About 25 women demonstrated in front of the office of Peter Stoffer, NDP MP for Sackville-Eastern Shore, on Saturday night. They chanted "We will not be silent," and took turns shoving their protest placards through Stoffer's mail slot.

Stoffer, who was not present, is one of 18 Liberal and NDP MPs who recently voted to abolish the gun registry.

"We're hoping that we're going to be able to overturn those individuals to reconsider and hopefully, if we're able to overturn their position, we'll be able to keep the gun registry," said Jeannie Baldwin, regional vice-president of the Public Service Alliance of Canada.

The union, which represents employees who administer the registry and organized the demonstration, contends the registry has helped reduce domestic gun violence against women by 50 per cent and should not be scrapped.

"Dangerous people are refused their guns, which is what we should be doing. So yes, she does tell me a lot about the good that's coming out of it," said Anne Fagan-Wood, whose sister works on the registry.

Lori Walton, organizer of an upcoming candlelight vigil in Halifax for the victims of the Montreal Massacre, agrees.

"To think that a woman's life might be worth less than being able to bag a deer easily is unreal and it's a sad state of affairs that we're in this year marking the 20th anniversary of the Montreal massacre by abolishing the long-gun registry."

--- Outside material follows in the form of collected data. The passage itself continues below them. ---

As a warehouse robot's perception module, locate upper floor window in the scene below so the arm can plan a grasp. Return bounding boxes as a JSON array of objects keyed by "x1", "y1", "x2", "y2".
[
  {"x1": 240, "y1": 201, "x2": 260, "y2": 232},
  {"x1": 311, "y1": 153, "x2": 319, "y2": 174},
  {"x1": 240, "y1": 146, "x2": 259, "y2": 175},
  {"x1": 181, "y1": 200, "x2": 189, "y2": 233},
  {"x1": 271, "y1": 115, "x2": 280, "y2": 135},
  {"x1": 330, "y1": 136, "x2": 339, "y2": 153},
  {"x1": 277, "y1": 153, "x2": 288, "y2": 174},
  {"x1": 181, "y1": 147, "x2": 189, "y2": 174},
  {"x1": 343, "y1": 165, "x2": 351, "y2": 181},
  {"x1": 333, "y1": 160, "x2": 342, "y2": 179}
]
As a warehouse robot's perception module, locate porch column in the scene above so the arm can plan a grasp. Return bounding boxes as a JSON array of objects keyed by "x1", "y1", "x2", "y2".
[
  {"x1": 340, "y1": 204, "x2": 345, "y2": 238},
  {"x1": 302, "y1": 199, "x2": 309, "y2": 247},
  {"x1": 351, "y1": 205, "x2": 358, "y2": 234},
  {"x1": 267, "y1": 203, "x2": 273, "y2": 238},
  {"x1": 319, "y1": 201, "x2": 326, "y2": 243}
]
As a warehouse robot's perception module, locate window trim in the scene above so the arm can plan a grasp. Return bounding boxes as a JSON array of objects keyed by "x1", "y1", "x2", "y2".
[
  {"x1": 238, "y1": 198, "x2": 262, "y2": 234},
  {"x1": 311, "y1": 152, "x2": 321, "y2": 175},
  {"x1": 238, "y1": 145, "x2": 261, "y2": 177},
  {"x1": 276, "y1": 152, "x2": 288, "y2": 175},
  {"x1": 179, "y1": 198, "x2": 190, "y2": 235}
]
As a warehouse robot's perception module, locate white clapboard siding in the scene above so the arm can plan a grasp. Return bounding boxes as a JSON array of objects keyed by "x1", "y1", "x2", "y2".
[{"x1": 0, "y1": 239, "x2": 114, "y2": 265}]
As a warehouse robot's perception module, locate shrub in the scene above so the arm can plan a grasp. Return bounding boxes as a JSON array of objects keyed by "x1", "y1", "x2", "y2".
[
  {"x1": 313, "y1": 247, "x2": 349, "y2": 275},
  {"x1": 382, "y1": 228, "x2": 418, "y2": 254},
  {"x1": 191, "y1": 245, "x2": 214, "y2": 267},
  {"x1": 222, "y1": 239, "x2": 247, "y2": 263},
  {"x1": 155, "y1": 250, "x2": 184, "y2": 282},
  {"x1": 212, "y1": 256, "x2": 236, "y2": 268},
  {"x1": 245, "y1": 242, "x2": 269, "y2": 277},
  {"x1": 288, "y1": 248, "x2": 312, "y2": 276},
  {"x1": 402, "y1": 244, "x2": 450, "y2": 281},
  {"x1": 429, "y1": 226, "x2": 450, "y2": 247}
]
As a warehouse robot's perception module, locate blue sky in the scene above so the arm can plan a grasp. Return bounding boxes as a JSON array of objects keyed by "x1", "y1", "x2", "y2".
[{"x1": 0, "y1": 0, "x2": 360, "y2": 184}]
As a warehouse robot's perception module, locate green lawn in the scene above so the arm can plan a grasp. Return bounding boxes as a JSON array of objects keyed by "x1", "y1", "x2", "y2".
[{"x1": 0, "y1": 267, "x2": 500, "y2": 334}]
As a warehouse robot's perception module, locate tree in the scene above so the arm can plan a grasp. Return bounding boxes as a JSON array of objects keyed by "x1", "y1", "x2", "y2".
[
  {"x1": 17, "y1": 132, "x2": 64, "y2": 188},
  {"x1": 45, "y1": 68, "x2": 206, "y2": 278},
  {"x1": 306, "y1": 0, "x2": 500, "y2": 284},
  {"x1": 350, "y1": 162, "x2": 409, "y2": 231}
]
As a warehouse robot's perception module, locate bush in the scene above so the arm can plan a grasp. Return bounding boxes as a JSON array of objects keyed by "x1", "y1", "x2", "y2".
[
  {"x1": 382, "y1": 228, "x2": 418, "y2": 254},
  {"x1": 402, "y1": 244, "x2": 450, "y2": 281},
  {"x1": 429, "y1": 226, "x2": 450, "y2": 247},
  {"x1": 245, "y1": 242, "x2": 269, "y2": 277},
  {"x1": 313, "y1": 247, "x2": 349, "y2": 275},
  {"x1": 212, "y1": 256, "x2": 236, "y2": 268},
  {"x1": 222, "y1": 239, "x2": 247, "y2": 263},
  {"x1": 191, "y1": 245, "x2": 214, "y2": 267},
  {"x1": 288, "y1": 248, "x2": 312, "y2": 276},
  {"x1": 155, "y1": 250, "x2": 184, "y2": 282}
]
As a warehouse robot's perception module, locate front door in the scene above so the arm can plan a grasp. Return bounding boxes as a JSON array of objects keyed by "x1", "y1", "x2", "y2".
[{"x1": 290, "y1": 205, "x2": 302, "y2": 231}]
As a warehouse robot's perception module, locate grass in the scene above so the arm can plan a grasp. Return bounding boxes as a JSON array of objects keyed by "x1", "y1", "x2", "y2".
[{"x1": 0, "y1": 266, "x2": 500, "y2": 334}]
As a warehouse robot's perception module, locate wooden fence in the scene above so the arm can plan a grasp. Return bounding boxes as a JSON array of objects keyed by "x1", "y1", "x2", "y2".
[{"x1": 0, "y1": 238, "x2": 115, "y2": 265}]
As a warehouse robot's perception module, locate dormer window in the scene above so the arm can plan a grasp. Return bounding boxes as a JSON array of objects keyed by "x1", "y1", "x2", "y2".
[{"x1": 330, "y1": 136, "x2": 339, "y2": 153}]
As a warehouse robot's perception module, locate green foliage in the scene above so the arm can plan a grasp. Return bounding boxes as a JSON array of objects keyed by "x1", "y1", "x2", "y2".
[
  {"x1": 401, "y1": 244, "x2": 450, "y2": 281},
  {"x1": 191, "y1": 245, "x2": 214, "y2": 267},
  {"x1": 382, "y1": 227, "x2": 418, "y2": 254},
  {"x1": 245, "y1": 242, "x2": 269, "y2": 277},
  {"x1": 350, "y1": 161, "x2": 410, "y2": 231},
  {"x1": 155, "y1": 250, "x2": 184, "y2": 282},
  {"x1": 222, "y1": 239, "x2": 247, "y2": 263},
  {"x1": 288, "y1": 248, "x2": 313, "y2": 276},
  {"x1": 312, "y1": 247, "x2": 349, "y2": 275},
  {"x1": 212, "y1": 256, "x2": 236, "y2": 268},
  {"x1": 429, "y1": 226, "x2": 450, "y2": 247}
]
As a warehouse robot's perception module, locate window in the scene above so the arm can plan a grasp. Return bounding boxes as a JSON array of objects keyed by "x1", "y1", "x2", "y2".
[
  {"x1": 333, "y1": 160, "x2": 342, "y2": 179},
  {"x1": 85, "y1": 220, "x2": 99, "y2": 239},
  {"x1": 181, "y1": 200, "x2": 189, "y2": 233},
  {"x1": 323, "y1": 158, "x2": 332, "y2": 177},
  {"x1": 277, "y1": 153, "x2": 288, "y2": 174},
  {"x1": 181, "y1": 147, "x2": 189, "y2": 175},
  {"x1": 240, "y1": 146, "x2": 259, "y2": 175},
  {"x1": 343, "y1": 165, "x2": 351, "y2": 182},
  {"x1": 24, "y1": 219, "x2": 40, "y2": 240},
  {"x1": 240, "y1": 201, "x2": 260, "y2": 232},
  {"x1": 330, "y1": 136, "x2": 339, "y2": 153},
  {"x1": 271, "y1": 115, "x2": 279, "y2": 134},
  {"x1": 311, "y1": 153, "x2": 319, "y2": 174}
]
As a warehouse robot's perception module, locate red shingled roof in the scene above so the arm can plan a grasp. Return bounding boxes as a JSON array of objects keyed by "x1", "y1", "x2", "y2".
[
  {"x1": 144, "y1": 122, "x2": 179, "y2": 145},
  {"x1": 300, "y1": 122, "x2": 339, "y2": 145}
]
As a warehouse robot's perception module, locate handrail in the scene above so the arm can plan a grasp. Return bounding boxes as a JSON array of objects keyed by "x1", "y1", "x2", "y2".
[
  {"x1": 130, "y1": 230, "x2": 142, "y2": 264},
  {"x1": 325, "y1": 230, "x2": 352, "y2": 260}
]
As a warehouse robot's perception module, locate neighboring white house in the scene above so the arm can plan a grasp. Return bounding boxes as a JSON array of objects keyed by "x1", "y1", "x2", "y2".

On Dec. 6, 1989, Marc Lepine gunned down 14 female engineering students at École Polytechnique.

Bill C-391 recently passed second reading in Parliament and is expected to reach third and final reading early next year. It would destroy the decade-old registry and any data within the system on about seven million shotguns and rifles.

The union is planning more protests at other MPs' offices across Atlantic Canada in the next few weeks, said Baldwin.